Inflammation was best graded by shear wave elastography in combination with QUS parameters. This is similar to recent studies that have reported mild increases in liver stiffness in the presence of inflammation, either with ultrasound-based [45, 46] or MR-based elastography [11, 47]. Investigators showed that inflammation, either through infiltration of inflammatory cells or through edema, which increases the internal pressure of the liver [44], may increase the liver stiffness. Our results suggest that QUS, which measures microstructural changes, may provide a technique to account for these phenomena.

As expected, fibrosis could be staged with good to excellent accuracy using shear wave elastography alone, with AUCs ranging from 0.79 to 0.92. This is consistent with an abundant literature demonstrating the high fibrosis staging accuracy of liver stiffness in humans [20, 21]. Interestingly, these results suggest that the combination of additional QUS parameters further improved the classification accuracy, with AUCs ranging from 0.85 to 0.98, in the range of diagnostic performance typically observed with MR elastography [10, 51].

Taken together, these results lead us to confirm the hypothesis that QUS-based diagnosis of NASH and quantification of its individual histological components (steatosis, inflammation, and fibrosis) are achievable noninvasively within an ultrasound examination.
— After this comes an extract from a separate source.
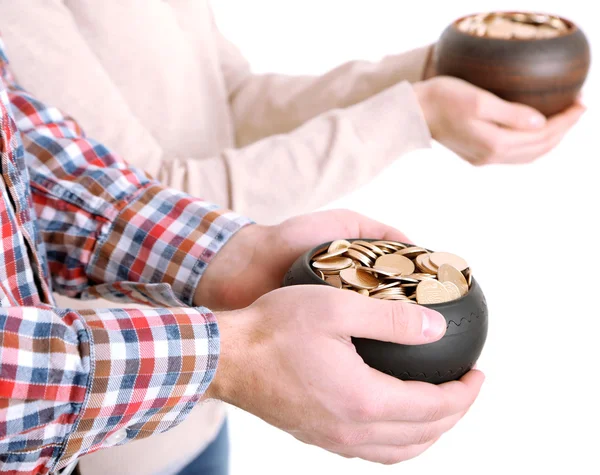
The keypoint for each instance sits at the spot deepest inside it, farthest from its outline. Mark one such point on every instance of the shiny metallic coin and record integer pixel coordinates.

Unlike prior studies that have focused on one or two histological components (mainly steatosis or fibrosis), we have addressed all three at once. This is important because the coexistence of these conditions may all have a confounding effect on liver stiffness. Of note, our study revealed associations between steatosis and inflammation, and between inflammation and fibrosis. Hence, a multi-parametric approach may take into account the coexistence of these multiple confounders: the stiffness-lowering effect of liver steatosis overlapping with stiffness-increasing inflammation and fibrosis [24].

Our study has potential limitations. Using shear wave elastography, we only assessed the storage modulus (G’), which is related to elasticity, and did not measure the loss modulus (G”), which is related to viscosity. Although technically possible with state-of-the-art ultrasound [27], shear wave viscoelastography is difficult to achieve in an animal model due to the small size of livers but should be feasible in human livers. Future work should be performed to determine if viscoelastography in combination with QUS parameters would further improve the classification of NASH and its histopathological components.
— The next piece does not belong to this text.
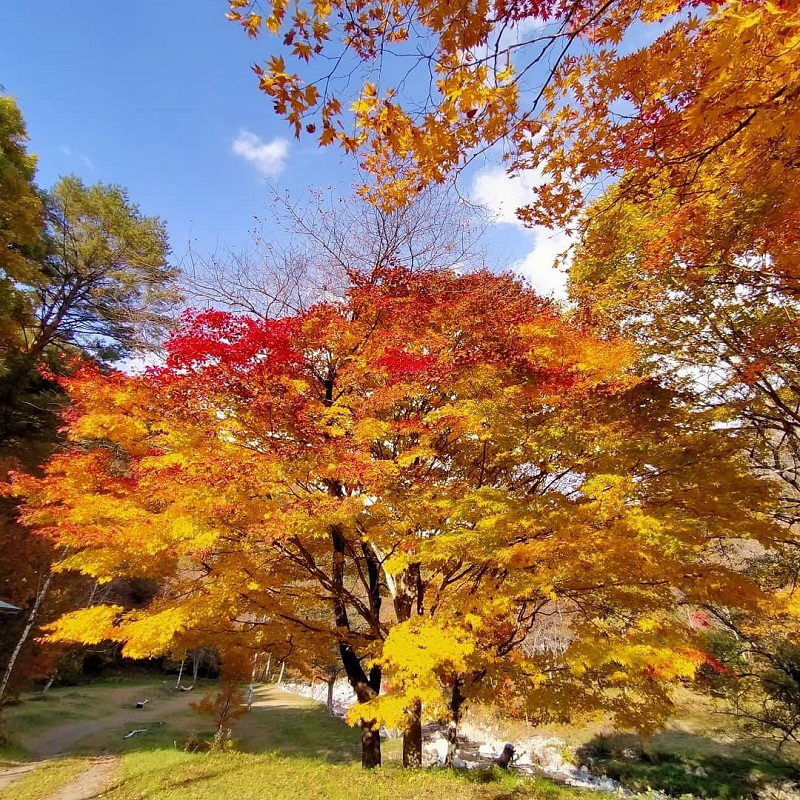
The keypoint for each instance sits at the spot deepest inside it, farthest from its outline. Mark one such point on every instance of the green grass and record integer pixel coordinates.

Another limitation was imbalanced classes for three of the dichotomic tasks. However, a comparison based on the metric AUC-PR local to the same conclusion that combining QUS parameters with elastography does improve greatly the performance of classifiers.

In summary, this animal study reveals that a random forest model based on QUS and shear wave elastography improved classification accuracy of liver steatohepatitis and its histological features (liver steatosis, inflammation, and fibrosis) compared to elastography alone. Further research should be performed to demonstrate the applicability of this multi-parametric QUS approach in a human cohort and to validate the combinations of parameters providing the highest classification accuracy.